Regulated firms may only need to complete Section K of their Retail Mediation Activities Return (RMAR) once annually rather than the current twice-per-year under data changes proposed by the Financial Conduct Authority (FCA).
The regulator is suggesting changes to both the RMAR and the annual questionnaire for Authorised Professional Firms (APFs).
For the RMAR, it is proposing moving to an annual, rather than six monthly reporting obligation for Section K and, as it previously suggested, allowing firms to complete that section on either a cash or accruals accounting basis.
The regulator plans to make a number of changes to field labels and references in Section K in a bid to make the completion process easier for advisers. However, there will be no material changes to the data advisers need to report.
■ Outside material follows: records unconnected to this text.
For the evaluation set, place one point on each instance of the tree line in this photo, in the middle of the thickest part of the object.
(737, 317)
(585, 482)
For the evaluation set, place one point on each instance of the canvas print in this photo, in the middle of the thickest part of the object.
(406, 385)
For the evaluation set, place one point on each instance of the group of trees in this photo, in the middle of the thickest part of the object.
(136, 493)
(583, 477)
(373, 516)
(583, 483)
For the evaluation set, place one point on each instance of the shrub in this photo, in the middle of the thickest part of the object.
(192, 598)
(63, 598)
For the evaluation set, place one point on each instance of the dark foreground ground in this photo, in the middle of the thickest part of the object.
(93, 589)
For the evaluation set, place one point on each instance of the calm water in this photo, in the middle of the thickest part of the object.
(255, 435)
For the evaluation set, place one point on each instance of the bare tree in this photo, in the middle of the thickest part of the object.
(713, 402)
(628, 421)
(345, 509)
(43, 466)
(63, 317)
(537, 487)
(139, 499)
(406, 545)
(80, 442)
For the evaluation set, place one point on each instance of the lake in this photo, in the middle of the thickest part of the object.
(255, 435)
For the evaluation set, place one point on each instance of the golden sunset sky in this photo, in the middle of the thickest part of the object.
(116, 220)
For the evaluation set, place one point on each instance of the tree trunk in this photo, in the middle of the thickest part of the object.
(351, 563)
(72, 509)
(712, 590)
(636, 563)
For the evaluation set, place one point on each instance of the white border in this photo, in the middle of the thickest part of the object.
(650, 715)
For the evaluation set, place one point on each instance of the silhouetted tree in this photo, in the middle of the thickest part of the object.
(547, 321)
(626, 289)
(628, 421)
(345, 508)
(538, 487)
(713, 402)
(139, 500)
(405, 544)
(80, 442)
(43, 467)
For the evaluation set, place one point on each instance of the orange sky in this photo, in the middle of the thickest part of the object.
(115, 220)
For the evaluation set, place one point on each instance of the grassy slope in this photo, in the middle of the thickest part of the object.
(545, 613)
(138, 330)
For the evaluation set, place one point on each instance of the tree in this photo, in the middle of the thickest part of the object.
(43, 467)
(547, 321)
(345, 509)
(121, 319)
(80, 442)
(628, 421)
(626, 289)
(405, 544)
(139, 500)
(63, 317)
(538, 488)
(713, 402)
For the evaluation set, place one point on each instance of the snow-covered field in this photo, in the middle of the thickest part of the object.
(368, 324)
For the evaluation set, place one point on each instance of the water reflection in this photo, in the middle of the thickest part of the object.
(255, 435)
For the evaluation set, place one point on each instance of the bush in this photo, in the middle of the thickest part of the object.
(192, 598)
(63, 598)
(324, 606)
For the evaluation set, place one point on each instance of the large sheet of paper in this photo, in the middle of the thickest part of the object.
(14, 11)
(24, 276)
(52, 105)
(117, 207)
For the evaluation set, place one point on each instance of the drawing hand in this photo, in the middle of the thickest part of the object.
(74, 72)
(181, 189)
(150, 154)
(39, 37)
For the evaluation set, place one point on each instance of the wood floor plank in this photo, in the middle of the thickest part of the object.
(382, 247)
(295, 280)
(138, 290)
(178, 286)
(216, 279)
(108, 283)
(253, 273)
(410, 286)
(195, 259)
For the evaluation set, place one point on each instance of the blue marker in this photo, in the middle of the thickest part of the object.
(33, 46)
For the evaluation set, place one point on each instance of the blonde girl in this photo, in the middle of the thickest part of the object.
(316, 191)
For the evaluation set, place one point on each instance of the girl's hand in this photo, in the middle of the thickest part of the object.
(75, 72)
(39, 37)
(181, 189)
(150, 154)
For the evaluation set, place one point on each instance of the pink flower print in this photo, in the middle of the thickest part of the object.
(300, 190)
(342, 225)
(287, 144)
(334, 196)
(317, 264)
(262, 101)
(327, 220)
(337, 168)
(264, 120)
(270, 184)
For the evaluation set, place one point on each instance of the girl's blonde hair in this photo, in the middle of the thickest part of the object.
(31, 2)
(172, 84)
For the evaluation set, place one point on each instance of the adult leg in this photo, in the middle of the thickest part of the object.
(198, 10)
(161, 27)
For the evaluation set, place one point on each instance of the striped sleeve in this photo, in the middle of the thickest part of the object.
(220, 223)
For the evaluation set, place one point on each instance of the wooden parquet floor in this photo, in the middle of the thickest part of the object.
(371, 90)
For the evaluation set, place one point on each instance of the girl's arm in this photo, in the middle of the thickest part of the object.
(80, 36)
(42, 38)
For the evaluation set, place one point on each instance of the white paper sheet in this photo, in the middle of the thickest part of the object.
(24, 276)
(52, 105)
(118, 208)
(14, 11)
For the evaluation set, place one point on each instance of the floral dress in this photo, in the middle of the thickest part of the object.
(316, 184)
For details of the FCA's plans to change field labels and references see page 12 of the consultation paper.
The FCA is also proposing to get rid of Section L - consultancy charging altogether, after the Department for Work and Pension effectively prevented consultancy charges from being deducted from automatic enrolment pension schemes.
The regulator estimates that the changes will more than halve the current £2.6m cost to the industry of reporting consultancy and advice charging data.
In November 2013, the FCA published a technical note for firms on how to report under Section K, and that note will now form part of the FCA's Handbook guidance.
The consultation also proposes to bring the annual questionnaire completed by APFs into GABRIEL, the FCA's online reporting system, and reduce the number of questions by 75%.
Last September the FCA published a new data strategy saying it would look at the data it collects from the retail investment space, including from advisers, to see whether its new information-gathering efforts were working.